If nothing in particular was shown to the user, was there really any security relevant event? This might simply be the case, that one doesn't record an ATNA event until there is some data shown to the user.

I don't think I have come up with a gap or a reason why CCOW events should be recorded using IHE ATNA. That is not to say that they can't be, just that I don't see a compelling reason to specify it.



  1. John

    In my experience, the default view following a context switch is almost always enough to make it very clear to the user which patient that they've "switched to", and so can be expected to include information that is likely to need protection.

    Also, a context switch in itself strongly indicates that the user is "looking at" the contextual patient data, regardless of whether it is clinical, demographic, or whatever the specific application shows by default on the screen.

    So if a user is rapidly context switching between "Britney Spears", "Mitt Romney" and "Joe Namath" (say to collect address, phone number, or birth date information), then logging those context switches alone may be useful in exposing a data breach.

    That might be taken into consideration when deciding if a context switch is "interesting" from a security perspective.

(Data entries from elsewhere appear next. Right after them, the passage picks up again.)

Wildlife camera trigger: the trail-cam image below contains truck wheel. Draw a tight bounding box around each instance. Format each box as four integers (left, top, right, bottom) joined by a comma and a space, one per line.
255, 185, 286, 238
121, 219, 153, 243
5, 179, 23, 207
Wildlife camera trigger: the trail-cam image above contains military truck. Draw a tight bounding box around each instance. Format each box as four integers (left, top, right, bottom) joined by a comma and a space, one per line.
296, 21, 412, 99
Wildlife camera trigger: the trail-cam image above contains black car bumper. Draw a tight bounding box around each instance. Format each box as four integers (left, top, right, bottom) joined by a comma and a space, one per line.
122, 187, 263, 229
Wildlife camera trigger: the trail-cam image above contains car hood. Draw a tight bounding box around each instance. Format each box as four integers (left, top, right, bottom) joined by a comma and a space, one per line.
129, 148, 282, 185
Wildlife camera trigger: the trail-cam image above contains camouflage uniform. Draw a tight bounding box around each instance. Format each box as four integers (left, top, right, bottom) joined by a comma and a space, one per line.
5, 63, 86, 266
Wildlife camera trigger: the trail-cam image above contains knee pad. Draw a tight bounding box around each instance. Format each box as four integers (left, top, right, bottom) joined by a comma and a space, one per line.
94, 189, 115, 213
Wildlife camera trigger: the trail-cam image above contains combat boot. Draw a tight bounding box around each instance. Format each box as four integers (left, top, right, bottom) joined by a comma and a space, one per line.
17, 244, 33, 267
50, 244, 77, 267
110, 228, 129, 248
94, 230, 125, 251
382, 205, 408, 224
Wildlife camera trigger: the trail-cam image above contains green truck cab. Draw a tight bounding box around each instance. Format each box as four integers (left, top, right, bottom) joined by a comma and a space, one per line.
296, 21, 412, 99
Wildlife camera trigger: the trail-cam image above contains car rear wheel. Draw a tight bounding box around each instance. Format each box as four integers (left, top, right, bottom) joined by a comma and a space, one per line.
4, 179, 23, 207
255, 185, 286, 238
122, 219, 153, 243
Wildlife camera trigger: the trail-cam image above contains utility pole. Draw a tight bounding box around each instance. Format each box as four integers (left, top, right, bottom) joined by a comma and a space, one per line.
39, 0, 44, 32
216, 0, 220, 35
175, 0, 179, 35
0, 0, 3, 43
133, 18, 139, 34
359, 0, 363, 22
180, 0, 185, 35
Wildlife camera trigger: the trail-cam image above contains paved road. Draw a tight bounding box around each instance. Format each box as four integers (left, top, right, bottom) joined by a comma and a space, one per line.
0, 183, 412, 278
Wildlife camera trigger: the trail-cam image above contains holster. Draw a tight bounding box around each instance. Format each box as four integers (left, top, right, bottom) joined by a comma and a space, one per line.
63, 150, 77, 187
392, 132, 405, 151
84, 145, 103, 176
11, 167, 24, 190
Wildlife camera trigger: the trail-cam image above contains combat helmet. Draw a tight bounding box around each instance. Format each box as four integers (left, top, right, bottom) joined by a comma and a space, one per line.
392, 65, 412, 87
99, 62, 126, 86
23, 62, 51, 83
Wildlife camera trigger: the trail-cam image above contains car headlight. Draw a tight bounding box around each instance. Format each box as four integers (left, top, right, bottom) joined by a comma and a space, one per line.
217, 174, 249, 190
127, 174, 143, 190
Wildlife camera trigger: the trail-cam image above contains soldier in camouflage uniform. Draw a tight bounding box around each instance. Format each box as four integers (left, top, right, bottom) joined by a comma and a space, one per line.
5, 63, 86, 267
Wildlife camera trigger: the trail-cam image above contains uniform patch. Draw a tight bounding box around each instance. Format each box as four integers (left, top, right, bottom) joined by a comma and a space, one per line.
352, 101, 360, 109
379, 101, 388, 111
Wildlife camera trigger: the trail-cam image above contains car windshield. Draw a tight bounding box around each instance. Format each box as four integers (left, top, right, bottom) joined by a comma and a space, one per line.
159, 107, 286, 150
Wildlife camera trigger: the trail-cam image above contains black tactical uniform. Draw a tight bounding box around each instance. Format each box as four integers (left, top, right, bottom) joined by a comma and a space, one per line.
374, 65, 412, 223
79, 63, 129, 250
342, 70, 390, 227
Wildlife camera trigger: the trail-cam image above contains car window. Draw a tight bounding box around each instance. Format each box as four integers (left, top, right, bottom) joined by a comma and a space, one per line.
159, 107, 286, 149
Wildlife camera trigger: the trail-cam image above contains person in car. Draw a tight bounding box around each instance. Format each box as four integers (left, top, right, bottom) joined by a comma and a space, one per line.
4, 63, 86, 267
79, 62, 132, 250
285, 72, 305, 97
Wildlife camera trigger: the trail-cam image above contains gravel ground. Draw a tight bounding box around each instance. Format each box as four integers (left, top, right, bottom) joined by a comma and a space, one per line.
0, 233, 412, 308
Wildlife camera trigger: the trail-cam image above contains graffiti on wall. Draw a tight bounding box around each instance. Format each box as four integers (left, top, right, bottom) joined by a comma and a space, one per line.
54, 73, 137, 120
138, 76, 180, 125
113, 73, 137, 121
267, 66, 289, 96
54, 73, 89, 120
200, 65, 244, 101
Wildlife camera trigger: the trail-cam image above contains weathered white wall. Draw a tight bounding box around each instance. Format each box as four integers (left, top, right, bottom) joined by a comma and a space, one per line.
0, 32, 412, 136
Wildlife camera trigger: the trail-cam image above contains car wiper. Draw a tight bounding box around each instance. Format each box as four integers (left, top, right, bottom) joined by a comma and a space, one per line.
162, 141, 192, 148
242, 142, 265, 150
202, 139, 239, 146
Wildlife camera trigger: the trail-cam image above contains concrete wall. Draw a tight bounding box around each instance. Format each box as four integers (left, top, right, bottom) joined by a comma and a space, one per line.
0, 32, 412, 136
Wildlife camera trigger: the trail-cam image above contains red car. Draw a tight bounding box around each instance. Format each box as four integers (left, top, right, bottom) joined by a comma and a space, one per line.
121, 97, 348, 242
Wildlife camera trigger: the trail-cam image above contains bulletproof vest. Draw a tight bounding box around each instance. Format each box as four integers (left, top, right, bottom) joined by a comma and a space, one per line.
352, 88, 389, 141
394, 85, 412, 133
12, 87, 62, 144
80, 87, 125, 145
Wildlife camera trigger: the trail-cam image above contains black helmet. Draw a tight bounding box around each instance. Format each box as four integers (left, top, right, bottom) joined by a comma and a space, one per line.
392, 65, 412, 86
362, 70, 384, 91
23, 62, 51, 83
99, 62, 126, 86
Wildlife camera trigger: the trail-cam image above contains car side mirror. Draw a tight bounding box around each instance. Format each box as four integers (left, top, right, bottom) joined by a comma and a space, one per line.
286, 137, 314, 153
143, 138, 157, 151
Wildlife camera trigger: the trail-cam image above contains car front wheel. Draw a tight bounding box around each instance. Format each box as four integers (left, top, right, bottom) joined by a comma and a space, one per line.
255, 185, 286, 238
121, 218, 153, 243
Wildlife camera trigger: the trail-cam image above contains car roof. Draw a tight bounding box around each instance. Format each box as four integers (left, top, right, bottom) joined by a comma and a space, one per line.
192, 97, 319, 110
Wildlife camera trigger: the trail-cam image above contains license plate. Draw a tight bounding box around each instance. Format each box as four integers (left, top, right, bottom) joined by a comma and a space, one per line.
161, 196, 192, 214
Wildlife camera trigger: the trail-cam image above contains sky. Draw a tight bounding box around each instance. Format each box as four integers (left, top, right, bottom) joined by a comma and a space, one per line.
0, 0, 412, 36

    1. Fantastic analysis. I don't disagree that the context switch is important. What I am asking is if the context switch alone should be auditable. Given, as you point out, that the applications will do their own audit log of the data they show, thus a more descriptive audit is likely to happen at the application level.

    2. I'd say that my point was that logging (for the purposes of auditing) context switches alone would be a reliable way to detect a pattern of "bad behavior" on the part of a user.

      Whether or not that's a concern of any particular standard, I'll defer to you on.